A clinical study applied ML approaches to predict lymph node metastasis in GC patients29. The result of the study showed that tumor size, grade of tumor, depth of tumor and age were significant (P < 0.001). The essential factors in the study were consistent with our study that age, tumor size and grade were significant. Also, their results presented that NN model had maximum and gradient boosting machine (GBM) method had the minimum sensitivity and specificity among seven ML-based algorithms, respectively. The result of this study was consistent with our study, that NN model was regarded as the successful model among 6 methods.

Zhou et al. established the prediction of metastasis in GC patients using 5 techniques of MLs16. Those methods were LR, RF, DT, GBM and Light Gradient Boosting. The most and the least AUC were related to gbm and DT, respectively. The minimum AUC in the study was compatible with our study (AUC = 0.75 in test dataset). Furthermore, the prime variables were tumor size, pathological type and depth of invasion in the study; nevertheless, tumor size, age, grade of tumor, the number of involved lymph node, treatment type, were significant in our study. Also, the precision of RF model is a little better than other models.

As a limitation of the present study, we have to state the small size of the dataset (733 patients): a larger dataset would have let us to extract more valid results.

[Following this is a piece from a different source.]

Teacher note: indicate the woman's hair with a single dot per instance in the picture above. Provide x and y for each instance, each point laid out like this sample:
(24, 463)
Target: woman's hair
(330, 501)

Additional factors about the th GC patients (race, drinking, depth of tumor, stage of tumor, primary site, etc.) and their activity and nutrition factors would have been useful to challenge additional risk factors for GC. Also, if another dataset with the same features from a different geographical region had been accessible, we would have applied it as a validation cohort to establish our outputs.

Conclusion

Among 6 presented models in our study, SVM was considered as top approach. Then, NN and RF can be better as better ML-based algorithms among 6 methods. Also, tumor size, age, grade of tumor, the number of involved lymph node, treatment type, BMI, marital status and history of smoking play a crucial role in patients with GC in RF model.